OBFL resulted in the highest μTBS, lower NL, higher ISDC and DC, and higher UTS than other adhesives (p<0.05), as well as lower WS (similar to ALB3 and FSDL) and SL (similar to ALB3 and SBMP) (p>0.05). ALB3 showed a higher NL and the lowest DC value. FSDL showed the highest NL and SL and the lowest ISDC. SBMP showed the lowest pattern of WS (p<0.05).
OBFL showed the best results in all the properties evaluated, and it can be considered the gold standard of the three-step etch-and-rinse adhesive systems.
The use of 85% phosphoric acid to improve the infiltration of an acrylic resin into enamel was the genesis of all dental adhesive systems used in dentistry.1 The interaction of dental adhesives with enamel and dentin results from resin monomers permeating the microporosities created by acidic agents and polymerized monomers subsequently becoming wrapped around the exposed hydroxyapatite crystals and/or collagen fibers.2
In spite of the different classifications that have appeared within the last two decades, dental adhesives are currently classified according to how they interact with the dental substrate and thus are divided into etch-and-rinse (ER) and self-etch (SE) adhesives.2 The number of application steps categorizes adhesive systems within each of the two strategies. For example, ER adhesive systems can be available in a three-step and a two-step protocol, depending on whether the primer and bonding resin are separate or combined in one bottle.
Although three-step ER adhesives have been considered the clinical gold standard in dental bonding,3-6 this issue seems to be controversial, according to recent systematic reviews of the literature.3,5,7-9 The retention rates of three-step ER systems are quite variable, with an annual failure rate varying from 0% to 16%.3 Furthermore, Peumans and others3 in their systematic review reported that at least three out of 10 three-step ER adhesives did not meet the requirements of the American Dental Association guidelines for provisional and full acceptance of the restorations, and in some of the clinical studies reviewed, they did not gain full acceptance.
It is claimed that the use of a hydrophobic resin coating in the three-step ER is responsible for better in vitro and in vivo performance than that of their 2-step counterparts10 ; however, one cannot rule out the role of the chemistry of three-step ER systems, which varies considerably depending on the brand.
For instance, the type of solvent presented in the formulation of the primer has been mentioned as a factor affecting the performance of the materials, with the ethanol-based systems performing better than the acetone-based types.4 Moreover, the bonding resin usually claimed to be a hydrophobic resin coating can contain hydrophilic monomers, such as hydroxyl-ethyl-methacrylate (HEMA), which may ultimately influence the bond performance.11 Other differences such as filler loading may also impact the material's performance.
Based on the foregoing, the aim of this study was to compare several bonding and mechanical properties of three-step ER adhesives available on the market. The microtensile bond strengths (μTBS), nanoleakage (NL), in situ degree of conversion (ISDC) on dentin and ultimate tensile strength (UTS), degree of conversion (DC), water sorption (WS), and solubility in water (SL) for all the adhesives were also evaluated.
METHODS AND MATERIALS
Tooth Selection and Preparation
A total of 28 extracted, caries-free human third molars were used. The teeth were collected after obtaining the patients' informed consent under a protocol approved by the local Ethics Committee Review Board. The teeth were disinfected in 0.5% chloramine, stored in distilled water, and used within six months after extraction.

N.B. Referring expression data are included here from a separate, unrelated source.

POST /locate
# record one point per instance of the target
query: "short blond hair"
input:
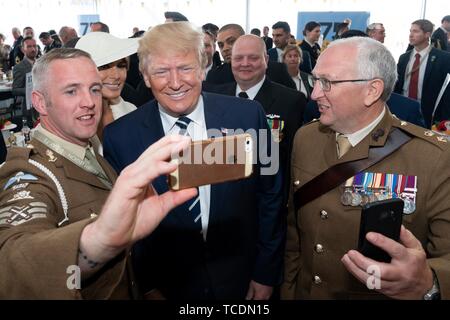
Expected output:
(169, 38)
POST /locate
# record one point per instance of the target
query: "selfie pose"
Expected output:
(227, 243)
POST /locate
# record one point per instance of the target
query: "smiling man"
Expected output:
(228, 243)
(51, 239)
(346, 159)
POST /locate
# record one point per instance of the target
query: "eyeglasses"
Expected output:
(325, 84)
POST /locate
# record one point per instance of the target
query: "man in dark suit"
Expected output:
(309, 44)
(267, 40)
(238, 252)
(281, 32)
(439, 37)
(29, 50)
(283, 106)
(422, 72)
(226, 37)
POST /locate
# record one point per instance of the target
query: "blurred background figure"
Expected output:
(173, 16)
(376, 31)
(99, 26)
(292, 57)
(267, 40)
(48, 42)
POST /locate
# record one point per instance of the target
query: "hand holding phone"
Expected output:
(383, 217)
(213, 161)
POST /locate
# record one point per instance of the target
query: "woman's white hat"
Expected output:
(105, 48)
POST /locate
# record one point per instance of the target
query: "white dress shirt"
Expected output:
(197, 131)
(356, 137)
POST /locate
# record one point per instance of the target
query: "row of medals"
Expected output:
(354, 196)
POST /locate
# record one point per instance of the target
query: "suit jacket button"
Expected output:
(319, 248)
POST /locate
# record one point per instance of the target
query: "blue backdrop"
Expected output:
(330, 20)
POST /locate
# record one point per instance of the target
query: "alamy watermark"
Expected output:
(265, 150)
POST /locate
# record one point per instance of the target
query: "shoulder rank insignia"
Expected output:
(51, 156)
(20, 176)
(21, 195)
(15, 215)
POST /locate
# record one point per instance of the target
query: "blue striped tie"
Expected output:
(194, 204)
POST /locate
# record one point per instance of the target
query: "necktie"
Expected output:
(194, 214)
(343, 145)
(414, 80)
(92, 162)
(243, 95)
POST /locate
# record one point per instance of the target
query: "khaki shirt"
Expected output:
(45, 202)
(316, 272)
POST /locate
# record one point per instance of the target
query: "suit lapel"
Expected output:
(150, 131)
(430, 63)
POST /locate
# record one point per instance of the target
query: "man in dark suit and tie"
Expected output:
(21, 70)
(226, 37)
(422, 72)
(439, 37)
(236, 251)
(267, 40)
(283, 106)
(281, 32)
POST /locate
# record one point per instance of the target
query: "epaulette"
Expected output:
(428, 135)
(16, 153)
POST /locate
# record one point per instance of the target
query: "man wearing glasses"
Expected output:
(352, 81)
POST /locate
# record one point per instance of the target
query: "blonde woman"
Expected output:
(292, 57)
(110, 55)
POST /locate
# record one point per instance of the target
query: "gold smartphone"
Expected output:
(212, 161)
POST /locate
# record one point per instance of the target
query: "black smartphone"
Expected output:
(384, 217)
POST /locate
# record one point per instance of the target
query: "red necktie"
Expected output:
(414, 80)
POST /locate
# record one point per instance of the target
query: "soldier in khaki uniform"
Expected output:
(353, 79)
(61, 235)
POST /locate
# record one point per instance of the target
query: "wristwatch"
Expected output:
(434, 293)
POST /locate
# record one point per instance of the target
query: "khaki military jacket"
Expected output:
(45, 202)
(322, 231)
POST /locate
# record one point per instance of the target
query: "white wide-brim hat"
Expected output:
(105, 48)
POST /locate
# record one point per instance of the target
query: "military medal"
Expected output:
(364, 199)
(409, 206)
(356, 199)
(346, 198)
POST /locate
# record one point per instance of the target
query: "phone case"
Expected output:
(213, 161)
(384, 217)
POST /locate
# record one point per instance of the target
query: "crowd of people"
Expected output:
(90, 193)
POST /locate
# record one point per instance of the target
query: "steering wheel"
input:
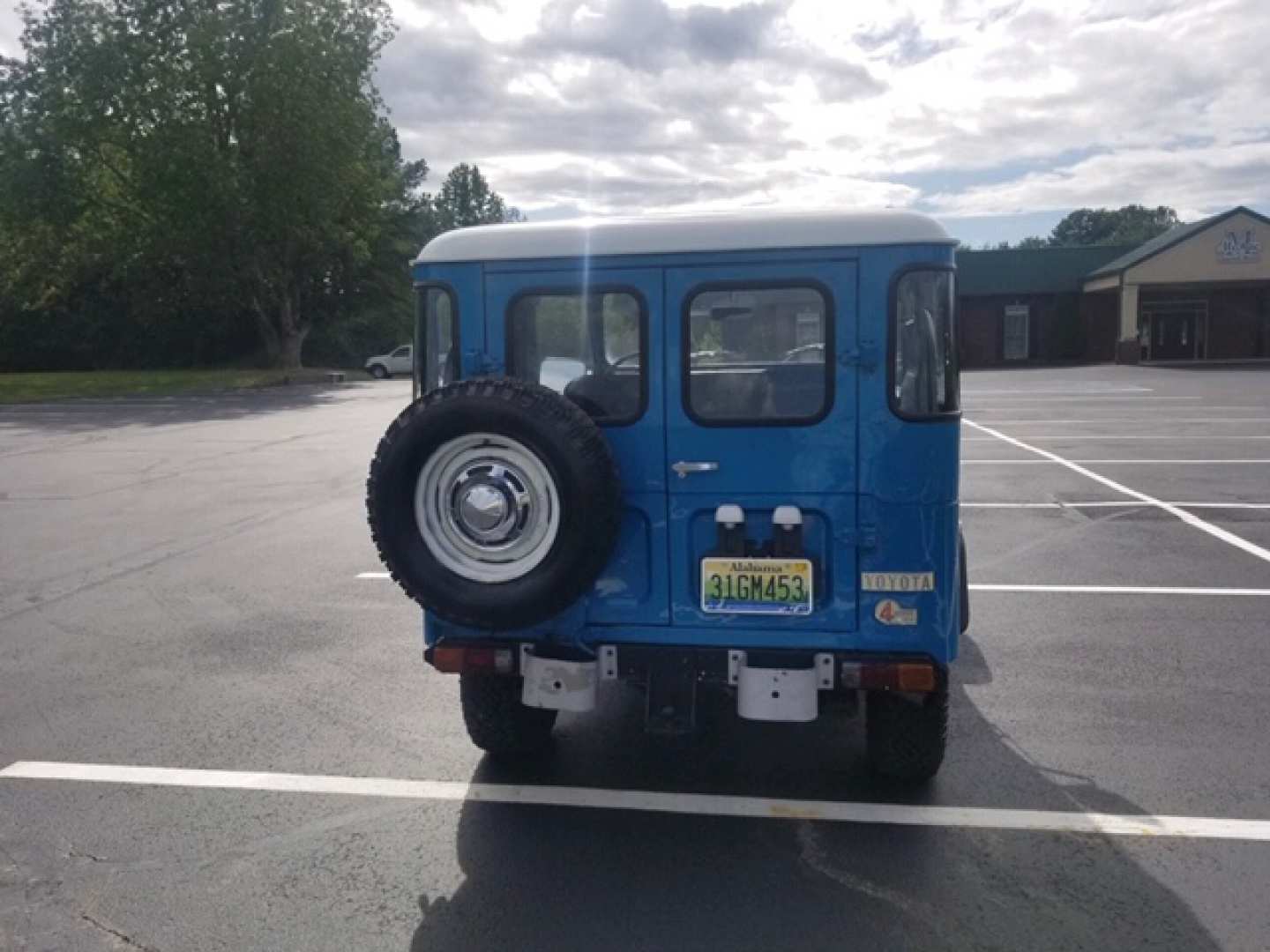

A flat occlusal dentin surface was exposed after wet grinding the occlusal enamel with 180-grit silicone-carbide (SiC) paper for 60 seconds. The exposed dentin surfaces were further polished with wet 600-grit SiC paper for 60 seconds to standardize the smear layer. These teeth were used for testing resin-dentin μTBS, NL, and measurement of ISDC.
Adhesive and Restorative Procedure
Teeth were randomly assigned for bonding with four different materials (n=7): All-Bond 3 (ALB3; Bisco Inc, Schaumburg, IL, USA); Fusion Duralink (FSDL; Angelus, Londrina, Brazil); Optibond FL (OBFL; Kerr, Orange, CA, USA), and Scotchbond Multi-Purpose (SBMP; 3M ESPE, St Paul, MN, USA). Each adhesive system was applied on the flat dentin surfaces, according to the manufacturers' instructions (Table 1).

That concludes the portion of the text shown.